Make sure you know what you’re doing before you dive into water. (Citizen file)

Make sure you know what you’re doing before you dive into water. (Citizen file)

Editorial: Think twice before jumping off a cliff

Not like in the movies where people can jump from the top of waterfalls and make it out unscathed

Let’s talk a little about enjoying the water safely.

In a cautionary tale last week, a young man jumped from a cliff more than 100 feet up into Comox Lake and badly injured himself in the process. In this particular case he failed to jump far enough from the cliff face and hit it on his way down, slamming into the water unconscious.

The Cumberland fire chief noted that his department has had to attend this very spot, known as Devil’s Ladder, on far too many occasions because of people rolling the dice and jumping from the cliff. It’s important to recognize that a fall of even 20 feet can be dangerous, let alone more than 100. The higher you jump from, the less of a soft landing water will provide, until you might as well be hitting concrete. And if your body hits at the wrong angle, even experienced divers can be shocked, or even injured enough by the impact to put them in danger.

It’s not like in the movies where people can jump from the top of waterfalls and make it out unscathed. That’s movie magic, not real life.

In this instance, the water below the cliff is apparently plenty deep enough, but most everyone knows peripherally at least, of someone who dove into water without knowing how deep it was and would up hitting bottom. Every year people wind up dying or paralysed in such preventable accidents, especially if they are diving in head first.

It takes only a split second to permanently damage your spine or neck; make sure you take at least that much time to find out how far down the bottom is. And remember that areas that may be deep enough other times of the year shallow out considerably when the weather gets dry in the height of summer. It’s not something you should take for granted, even if you’ve performed dives at the same place in the past.

There’s no prize for putting yourself in this kind of needless danger. There are better ways to impress your friends.
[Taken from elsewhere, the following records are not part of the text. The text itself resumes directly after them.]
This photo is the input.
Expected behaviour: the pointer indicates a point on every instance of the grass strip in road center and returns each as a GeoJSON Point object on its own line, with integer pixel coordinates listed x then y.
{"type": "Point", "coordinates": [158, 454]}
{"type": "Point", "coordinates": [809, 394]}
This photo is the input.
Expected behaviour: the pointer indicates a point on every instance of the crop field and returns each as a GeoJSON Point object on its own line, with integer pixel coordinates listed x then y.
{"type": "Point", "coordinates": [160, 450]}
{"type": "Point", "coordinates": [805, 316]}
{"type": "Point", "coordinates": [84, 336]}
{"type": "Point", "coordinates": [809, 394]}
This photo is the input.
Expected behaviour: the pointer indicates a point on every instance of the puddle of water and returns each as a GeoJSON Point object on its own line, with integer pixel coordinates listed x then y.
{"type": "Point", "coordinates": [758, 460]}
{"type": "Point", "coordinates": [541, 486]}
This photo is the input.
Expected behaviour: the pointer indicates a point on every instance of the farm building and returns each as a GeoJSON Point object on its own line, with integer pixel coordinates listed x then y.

Cowichan Lake and River, Chemainus River, Shawnigan Lake, Fuller Lake, our numerous ocean beaches — the Cowichan Valley is awash in wonderful places to swim and have fun in the water over the summer. A few simple precautions can make sure it stays fun, such as not trying to swim farther than your fitness level allows (note: that means being able to make it back to shore as well), wear a life jacket if you go out on a boat, no matter how proficient a swimmer you are (if something happens to your boat and you are knocked out, your swimming prowess won’t matter), and don’t mix alcohol and drugs with water fun.